In the case of a tie, the smaller of the two candidate values is returned, since we've used CMOVG instead of CMOVGE to do the selection. It is a trivial change, if you'd prefer the other behavior. Returning both values is a non-starter, though; only one integer result, please!
R, 70 67 64 62 60 bytes
-2 bytes thanks to djhurio!
-2 more bytes thanks to djhurio (boy can he golf!)
F=1:0;while(F<1e8)F=c(F[1]+F[2],F);F[order((F-scan())^2)][1]
Since we only have to handle values up to 10^8, this works.
Reads n from stdin. the while loop generates the fibonacci numbers in F (in decreasing order); in the event of a tie, the larger is returned. This will trigger a number of warnings because while(F<1e8) only evaluates the statement for the first element of F with a warning
Originally I used F[which.min(abs(F-n))], the naive approach, but @djhurio suggested (F-n)^2 since the ordering will be equivalent, and order instead of which.min. order returns a permutation of indices to put its input into increasing order, though, so we need [1] at the end to get only the first value.
faster version:
F=1:0;n=scan();while(n>F)F=c(sum(F),F[1]);F[order((F-n)^2)][1]
only stores the last two fibonacci numbers
Python 2, 43 bytes
f=lambda n,a=0,b=1:a*(2*n<a+b)or f(n,b,a+b)
Iterates through pairs of consecutive Fibonacci numbers (a,b) until it reaches one where the input n is less than their midpoint (a+b)/2, then returns a.
Written as a program (47 bytes):
n=input()
a=b=1
while 2*n>a+b:a,b=b,a+b
print a
f=lambda n,a=0,b=1:b/2/n*(b-a)or f(n,b,a+b)
dc, 52 bytes
si1d[dsf+lfrdli>F]dsFxli-rlir-sdd[lild-pq]sDld<Dli+p
Takes input at run using ?
Edited to assume top of stack as input value, -1 byte.
Input is stored in register i.

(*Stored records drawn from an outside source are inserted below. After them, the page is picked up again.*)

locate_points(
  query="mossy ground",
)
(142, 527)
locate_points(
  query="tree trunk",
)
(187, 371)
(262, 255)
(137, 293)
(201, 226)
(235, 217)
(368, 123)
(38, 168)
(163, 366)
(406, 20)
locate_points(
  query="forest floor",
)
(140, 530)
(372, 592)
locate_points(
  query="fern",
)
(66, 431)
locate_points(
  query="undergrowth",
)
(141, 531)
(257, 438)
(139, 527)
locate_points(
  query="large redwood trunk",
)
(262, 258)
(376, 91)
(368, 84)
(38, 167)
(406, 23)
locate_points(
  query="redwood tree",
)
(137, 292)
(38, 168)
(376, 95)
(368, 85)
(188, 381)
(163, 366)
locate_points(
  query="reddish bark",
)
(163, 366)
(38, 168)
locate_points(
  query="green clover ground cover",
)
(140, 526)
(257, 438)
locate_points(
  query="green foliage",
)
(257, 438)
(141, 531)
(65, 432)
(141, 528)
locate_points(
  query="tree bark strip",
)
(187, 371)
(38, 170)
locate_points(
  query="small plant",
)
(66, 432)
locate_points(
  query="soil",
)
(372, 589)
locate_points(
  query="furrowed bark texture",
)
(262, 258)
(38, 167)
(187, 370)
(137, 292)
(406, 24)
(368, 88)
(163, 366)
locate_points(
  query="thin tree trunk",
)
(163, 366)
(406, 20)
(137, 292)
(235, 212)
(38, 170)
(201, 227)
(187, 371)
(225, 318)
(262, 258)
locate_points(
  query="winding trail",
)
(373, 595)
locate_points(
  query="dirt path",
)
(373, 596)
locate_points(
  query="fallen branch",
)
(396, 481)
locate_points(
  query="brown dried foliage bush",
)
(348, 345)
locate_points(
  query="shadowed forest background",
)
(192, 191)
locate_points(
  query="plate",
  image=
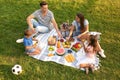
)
(19, 40)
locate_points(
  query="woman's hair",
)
(43, 3)
(26, 32)
(81, 17)
(93, 42)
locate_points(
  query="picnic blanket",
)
(42, 42)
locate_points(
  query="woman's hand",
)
(67, 38)
(78, 37)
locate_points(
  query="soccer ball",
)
(17, 69)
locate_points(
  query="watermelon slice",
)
(60, 51)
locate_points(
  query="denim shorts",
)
(30, 50)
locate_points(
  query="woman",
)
(80, 28)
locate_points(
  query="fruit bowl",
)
(60, 51)
(66, 44)
(76, 47)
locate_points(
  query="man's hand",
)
(59, 34)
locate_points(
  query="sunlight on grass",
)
(103, 16)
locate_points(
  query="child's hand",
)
(67, 38)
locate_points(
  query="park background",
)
(103, 16)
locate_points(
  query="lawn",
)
(103, 16)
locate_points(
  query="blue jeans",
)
(39, 27)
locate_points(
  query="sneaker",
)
(92, 67)
(86, 70)
(102, 53)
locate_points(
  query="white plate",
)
(19, 40)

Then we put 1 and 1 on the stack to start the Fibonacci sequence, and we generate the sequence until we hit a value greater than i. At this point we have two numbers in the Fibonacci sequence on the stack: one that is less than or equal to i, and one that is greater than i. We convert these into their respective differences with i and then compare the differences. Finally we reconstruct the Fibonacci number by either adding or subtracting the difference to i.

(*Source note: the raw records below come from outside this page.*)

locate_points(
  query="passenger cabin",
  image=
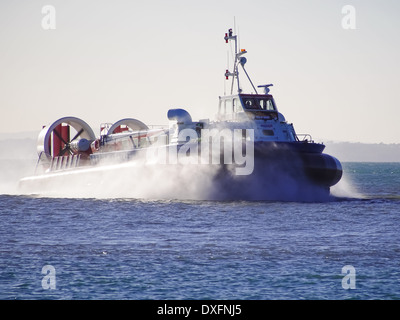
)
(261, 111)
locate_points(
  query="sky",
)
(106, 60)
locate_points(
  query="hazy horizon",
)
(108, 60)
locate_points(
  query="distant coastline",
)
(364, 152)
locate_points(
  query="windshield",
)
(259, 104)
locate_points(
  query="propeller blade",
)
(67, 148)
(59, 136)
(77, 135)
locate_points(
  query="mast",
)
(239, 59)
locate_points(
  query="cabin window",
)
(250, 103)
(228, 106)
(259, 104)
(268, 133)
(236, 105)
(266, 104)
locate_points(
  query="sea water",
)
(125, 248)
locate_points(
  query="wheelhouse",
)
(251, 106)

Oops, I was loading two registers in the wrong order and then swapping them, wasting a byte.
Jelly, 9 7 bytes
-2 bytes thanks to @EriktheOutgolfer
‘RÆḞạÐṂ
Golfing tips welcome :). Takes an int for input and returns an int-list.
' input -> 4
‘ ' increment -> 5
R ' range -> [1,2,3,4,5]
ÆḞ ' fibonacci (vectorizes) -> [1,1,2,3,5,8]

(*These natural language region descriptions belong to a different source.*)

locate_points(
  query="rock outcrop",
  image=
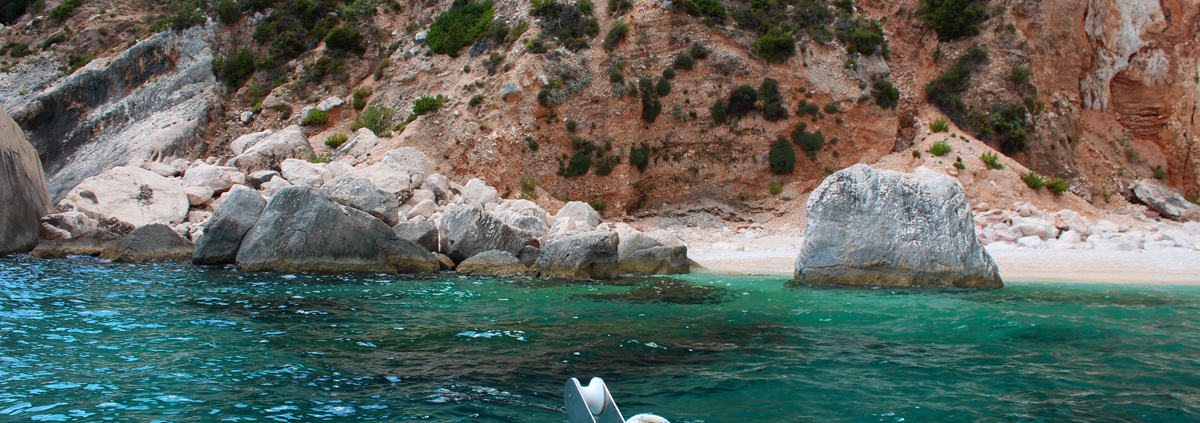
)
(23, 190)
(149, 243)
(228, 225)
(303, 230)
(1165, 201)
(150, 102)
(130, 194)
(881, 227)
(583, 255)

ÐṂ ' filter and keep the minimum by:
ạ ' absolute difference -> [3,3,2,1,1,4]
' after filter -> [3,5]
JavaScript (ES6), 41 bytes
f=(n,x=0,y=1)=>y<n?f(n,y,x+y):y-n>n-x?x:y<input type=number min=0 value=0 oninput=o.textContent=f(this.value)><pre id=o>0Rounds up by preference.
JavaScript (Babel Node), 41 bytes
f=(n,i=1,j=1)=>j<n?f(n,j,j+i):j-n>n-i?i:j
Based on ovs's awesome Python answer
Ungolfed
f=(n,i=1,j=1)=> // Function f: n is the input, i and j are the most recent two Fibonacci numbers, initially 1, 1
j<n? // If j is still less than n
f(n,j,j+i) // Try again with the next two Fibonacci numbers
: // Else:
j-n>n-i?i:j // If n is closer to i, return i, else return j
Java 7, 244 234 Bytes
String c(int c){for(int i=1;;i++){int r=f(i);int s=f(i-1);if(r>c && s<c){if(c-s == r-c)return ""+r+","+s;else if(s-c > r-c)return ""+r;return ""+s;}}} int f(int i){if(i<1)return 0;else if(i==1)return 1;else return f(i-2)+f(i-1);}
JavaScript (ES6), 67 bytes
f=(n,k,y)=>(g=k=>x=k>1?g(--k)+g(--k):k)(k)>n?x+y>2*n?y:x:f(n,-~k,x)
Test cases
f=(n,k,y)=>(g=k=>x=k>1?g(--k)+g(--k):k)(k)>n?x+y>2*n?y:x:f(n,-~k,x)
console.log(f(1 )) // -> 1
console.log(f(3 )) // -> 3
console.log(f(4 )) // -> 3 or 5 or 3, 5
console.log(f(6 )) // -> 5
console.log(f(7 )) // -> 8
console.log(f(11 )) // -> 13
console.log(f(17 )) // -> 13 or 21 or 13, 21
console.log(f(63 )) // -> 55
console.log(f(101 )) // -> 89
console.log(f(377 )) // -> 377
console.log(f(467 )) // -> 377
console.log(f(500 )) // -> 610
console.log(f(1399)) // -> 1597PowerShell, 80 74 bytes
param($n)for($a,$b=1,0;$a-lt$n;$a,$b=$b,($a+$b)){}($b,$a)[($b-$n-gt$n-$a)]
(Try it online! temporarily unresponsive)
Iterative solution. Takes input $n, sets $a,$b to be 1,0, and then loops with Fibonacci until $a is larger than the input. At that point, we index into ($b,$a) based on Boolean of whether the difference between the first element and $n is greater than between $n and the second element. That's left on the pipeline, output is implicit.
Neim, 5 bytes
f𝐖𝕖S𝕔
Explanation:
f Push infinite Fibonacci list
𝐖 93
𝕖 Select the first ^ elements
This is the maximum amount of elements we can get before the values overflow
which means the largest value we support is 7,540,113,804,746,346,429
S𝕔 Closest value to the input in the list
In the newest version of Neim, this can be golfed to 3 bytes:
fS𝕔
As infinite lists have been reworked to only go up to their maximum value.
Python 3, 84 bytes
lambda k:min(map(f,range(2*k)),key=lambda n:abs(n-k))
f=lambda i:i<3or f(i-1)+f(i-2)
It may work, but it's certainly not fast...
Outputs True instead of 1, but in Python these are equivalent.